October 13, 2024
Commitment

How to Stop Crying When You’re Angry or Upset With Someone

I’m not a giant crier. I shed tears, if I needed to guess, every few months or so. But my best friend? She cries at the whole lot: Movies, love songs, memories, how lovely our dogs are—and, after all, during arguments. I do know this because we lived together for years. We occasionally bickered, as roommates do, about dishes, bills, the quantity of the TV at night, and the way much we cranked up the AC in the course of the summer. These conversations often resulted in tears (hers, not mine).

I discovered this response…confusing, since our disagreements often felt like no big deal to me. Why did suggesting she pay for our Uber ride (since, ya know, it was her turn) send her tear ducts right into a tailspin? I’ve since learned that some people simply cry more easily than others. Confrontation, generally, brings up intense emotions, Molly Burrets, PhD, a clinical psychologist and adjunct professor of marriage and family therapy at USC, tells SELF—and a few of us are only more triggered and overwhelmed by, say, a raised voice, direct tone, or slight criticism, Dr. Burrets says.

If you may relate and also you’re fed up with not with the ability to get through a disagreement without breaking down, know this: It’s absolutely possible to cry less when shit hits the fan.

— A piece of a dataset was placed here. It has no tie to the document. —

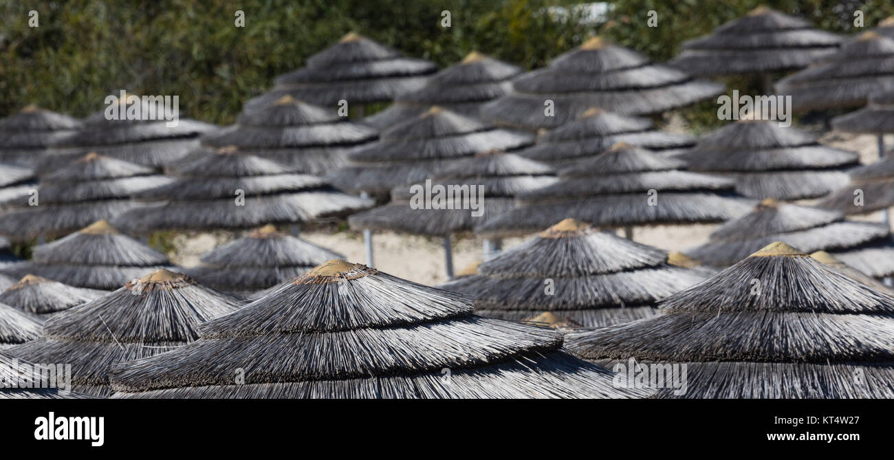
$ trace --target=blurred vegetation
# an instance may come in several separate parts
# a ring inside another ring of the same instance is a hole
[[[232,122],[245,100],[274,77],[356,30],[444,66],[478,50],[527,69],[594,33],[665,61],[683,40],[710,32],[759,4],[854,33],[853,12],[868,29],[894,14],[890,0],[618,0],[599,22],[577,10],[544,13],[569,0],[0,0],[0,116],[36,103],[76,116],[101,110],[105,95],[180,95],[181,116]],[[39,27],[28,26],[29,11]],[[234,26],[236,10],[245,27]],[[441,27],[441,12],[451,27]],[[658,27],[646,24],[649,10]],[[758,90],[747,79],[729,80]],[[684,111],[696,125],[716,122],[716,106]],[[705,116],[710,114],[710,116]]]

Not that you just even must. But hey, should you to, we’re here to make your dream of bickering with clear eyes and dry cheeks a reality.

Here’s why you begin crying as soon because the vibe gets tense.

To be clear: There’s nothing fallacious with crying. In fact, it’s a very natural and normal physiological response to tense situations. “When you perceive a threat or experience high stress, your body reacts with tears as a way to release tension,” Dr. Burrets explains—which is why you’re feeling so significantly better after a very good cry.

Crying can also be how your body copes with emotional overload, or that feeling when sensations like sadness, joy, and anger develop into to cope with. At a certain point, you’re feeling the necessity to let go and release those simmering emotions (cue the waterworks). But that tipping point—that moment when you may’t hold it in anymore—varies significantly from individual to individual, Dr. Burrets says. Some people, like my friend, are more sensitive to the build-up of emotions and well up with tears as soon as they feel a splash of frustration or sorrow.

If you’re a simple crier, that may also be an indication that you’ve got a tough time processing and communicating your emotions, she adds. This could be because your loved ones avoided conflict if you were growing up otherwise you were reprimanded for talking about your feelings, or, for whatever reason, you only feel ashamed or embarrassed expressing yourself. These deeper-seated issues could make it tough to search out words that accurately capture what you’re experiencing, in response to Dr. Burrets. “As a result, crying can be a form of nonverbal communication,” she says.

How to stop yourself from crying a river at any time when you’re faced with conflict.

Even though crying is natural and healthy, you may wind up in situations where you desire to reel it in. Perhaps you get choked up if you butt heads together with your partner or your tears prevent you from having constructive conversations together with your roommates. Maybe you’re just fed up together with your eyes being red and puffy on a regular basis if you bicker together with your mom.